The first Morgan 3-Wheeler (as in the 2012 reinvention, rather than the 1909 original) proved to be a surprise hit for the Malvern maker. Around 2,500 left the factory over a ten year production run, which for the nichest of niche manufacturers is as close to mass production as you get.

With its all-new car the brand can expect even greater success as it oozes the same spirit and charm of its predecessor, yet is packaged in a far more versatile and modern package. The unique three-wheel layout remains the same, as do the upturned bathtub looks, but under the skin there’s a stronger monocoque construction, more sophisticated suspension and turbocharged three-cylinder Ford Fiesta engine in place of the throbbing Harley Davidson V-Twin.

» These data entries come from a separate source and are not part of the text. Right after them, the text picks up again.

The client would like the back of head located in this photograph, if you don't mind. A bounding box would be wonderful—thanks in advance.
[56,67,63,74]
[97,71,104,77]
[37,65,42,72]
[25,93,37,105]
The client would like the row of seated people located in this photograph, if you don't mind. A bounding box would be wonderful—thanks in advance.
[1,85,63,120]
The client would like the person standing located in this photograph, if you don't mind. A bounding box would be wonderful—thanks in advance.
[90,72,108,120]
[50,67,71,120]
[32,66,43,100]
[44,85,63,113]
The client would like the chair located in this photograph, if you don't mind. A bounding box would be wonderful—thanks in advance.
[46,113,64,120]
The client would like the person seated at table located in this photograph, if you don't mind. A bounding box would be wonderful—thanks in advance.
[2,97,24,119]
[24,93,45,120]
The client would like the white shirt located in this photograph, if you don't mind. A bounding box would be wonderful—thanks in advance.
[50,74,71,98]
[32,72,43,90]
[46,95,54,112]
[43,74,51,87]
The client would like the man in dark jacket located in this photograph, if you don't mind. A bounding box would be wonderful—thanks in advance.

Tipping the scales at just 635kg, the 118bhp Morgan is brisk, its performance aided by a snickity five-speed manual sourced from the Mazda MX-5. Yet it’s the way the skinny-tyred machine tackles corners that delivers the real delight, the modest grip levels and well-balanced handling making it huge fun at any speeds.

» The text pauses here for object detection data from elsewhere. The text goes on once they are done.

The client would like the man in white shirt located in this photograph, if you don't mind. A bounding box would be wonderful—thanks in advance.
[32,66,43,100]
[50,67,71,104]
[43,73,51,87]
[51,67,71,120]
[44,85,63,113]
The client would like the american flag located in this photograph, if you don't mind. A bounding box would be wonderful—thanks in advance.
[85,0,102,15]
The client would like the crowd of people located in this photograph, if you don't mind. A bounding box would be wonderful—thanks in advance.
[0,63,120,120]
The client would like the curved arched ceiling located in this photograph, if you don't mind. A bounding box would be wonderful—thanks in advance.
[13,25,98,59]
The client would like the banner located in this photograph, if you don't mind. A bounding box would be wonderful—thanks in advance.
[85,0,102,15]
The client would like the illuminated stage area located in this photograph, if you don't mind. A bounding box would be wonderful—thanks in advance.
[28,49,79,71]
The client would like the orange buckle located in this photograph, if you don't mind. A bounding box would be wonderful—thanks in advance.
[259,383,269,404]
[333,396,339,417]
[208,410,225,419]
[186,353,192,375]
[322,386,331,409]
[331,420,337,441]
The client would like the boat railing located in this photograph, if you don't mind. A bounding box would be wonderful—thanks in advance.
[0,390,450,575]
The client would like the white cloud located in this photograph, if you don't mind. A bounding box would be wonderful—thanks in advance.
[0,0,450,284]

Yes the lack of weather protection means you need to be committed on longer journeys, while a price the wrong side of £40,000 stretches the definition of ‘affordable’, but when all you want to do is drive on the sort of roads that the most of us use everyday, then few cars will have your heart singing more loudly.

4. Toyota GR86

How do you improve on perfection? If you’re Toyota and you need to replace the already excellent GT86 then you add a bit more power, give the looks and interior a much-needed refresh and, well, that’s it. 

Okay, so there’s rather more to the GR86 than that, but not much. For starters, the newcomer is built on a strengthened version of the old car’s chassis and shell, while under the bonnet there’s now a more muscular flat-floor motor that’s been stretched to 2.5-litres and 231bhp. The suspension and steering are essentially same, while the GT86’s Teflon Michelin Primacys have been swapped for gummier Pilot Sport 4s.

The result is that the car drives in much the same way, with the same beautifully balanced and gloriously adjustable rear-wheel drive attitude that can be exploited at any speed on road or track. Yes, the engorged engine delivers more pace, but not much more and it’s still a little characterless when worked hard.